Only five of the approximately thirty girls - those who had been strong enough to survive the deadly voyage in the shipping container - escaped drowning that day.
Those five were hidden among their captors when the Coast Guard came aboard. When they finally arrived in Athens, the girls were taken to a brothel, where the nightmare of the Turkish apartment was repeated. Daily, Mary and the others were forced to participate in unspeakable encounters with dozens of men. The horror continued for weeks or months - Mary couldn't tell. But one day, anti-trafficking authorities, responding to a tip, raided the brothel. Mary and the other girls were herded into the back of a police van. They were given rest, food and water and peace.
Though no longer in a physical prison, Mary remained silent, constantly tormented by recurring nightmares. The daily horror may have ceased, but the pain screamed non-stop.
As I read this, I literally felt ill. I kept thinking of the scene in the movie "Amistad" where they chain all the weak and the sick slaves together and push them off the ship to drown. That happened SO long ago. But this - this is happening NOW. And it's happening in a world that has the power to stop it. An estimated 40,000 people are living IN SLAVERY in the United States, with an estimated 14,000-17,000 being trafficked in each year. Both foreign nationals and U.S. Citizen victims have been identified in cities, suburbs and rural areas of ALL 50 states. This isn't someone else's problem - it's ours.
I love that of all the words Jesus could have read when he spoke from the temple for the first time, He read these:
The Spirit of the Sovereign Lord is on me,
because the Lord has anointed me
to preach good news to the poor.
He has sent me to bind up the brokenhearted,
to proclaim freedom for the captives
and release from darkness for the prisoners.
From the very beginning, God's heart has been for the captives and those held prisoner.
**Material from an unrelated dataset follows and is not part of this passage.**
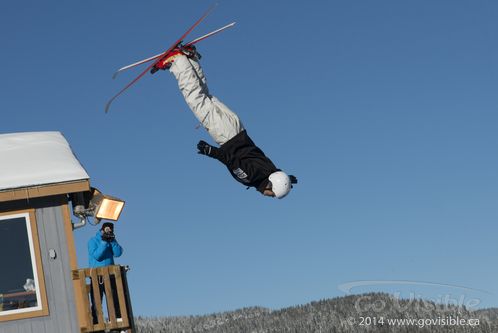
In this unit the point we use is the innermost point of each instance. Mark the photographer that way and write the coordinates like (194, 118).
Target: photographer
(102, 248)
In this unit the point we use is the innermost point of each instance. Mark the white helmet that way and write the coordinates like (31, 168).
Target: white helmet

And as the hands and feet of God on the earth, our hearts had best be for them too. This issue of human trafficking - it's big. It's overwhelming. It's ridiculously complicated. But, please, just do SOMETHING. Christine Caine, who told the story above, had to look into the faces of the wide-eyed girls that had been rescued from trafficking and answer their question of "Why didn't you come sooner?" Can you even imagine? These young girls - just shells of who they once had been, wanting to know why their rescue didn't come sooner. It makes my heart pound furiously. We can't say it's because we didn't know. We do know, as much as we wish we didn't sometimes. What is stopping us from looking this giant beast in the face and saying "Enough. I will not sit idly by." Are we lazy? Are we too busy? Can you imagine looking into the eyes of those little girls and giving those pathetic excuses? We ALL have a part to play, as human beings who believe in dignity and freedom.
Below are several organizations that are involved in ending modern day slavery. Each one lists ways that you can be involved. You can use your voice, your financial resources, your gifts, whatever platform you have to bring this issue to light. I'd encourage you to also look into human trafficking task forces that might exist right in your home town. You would be shocked at how normal, every day people like you and I are helping to both prevent and spot human trafficking in their own cities.
This isn't a "cause", you guys. This is people's lives we are talking about. Little girls who should be playing with dolls are having their innocence ripped from them up to 40 times a day. Boys, who should be kicking a soccer ball around are doing extreme manual labor in hot fields all day long. Men and women, who never dreamed they'd end up in a forced labor situation deserve to go back to their families without fear. These are the stories of 27 MILLION people. Please don't just be moved. Be moved enough to act.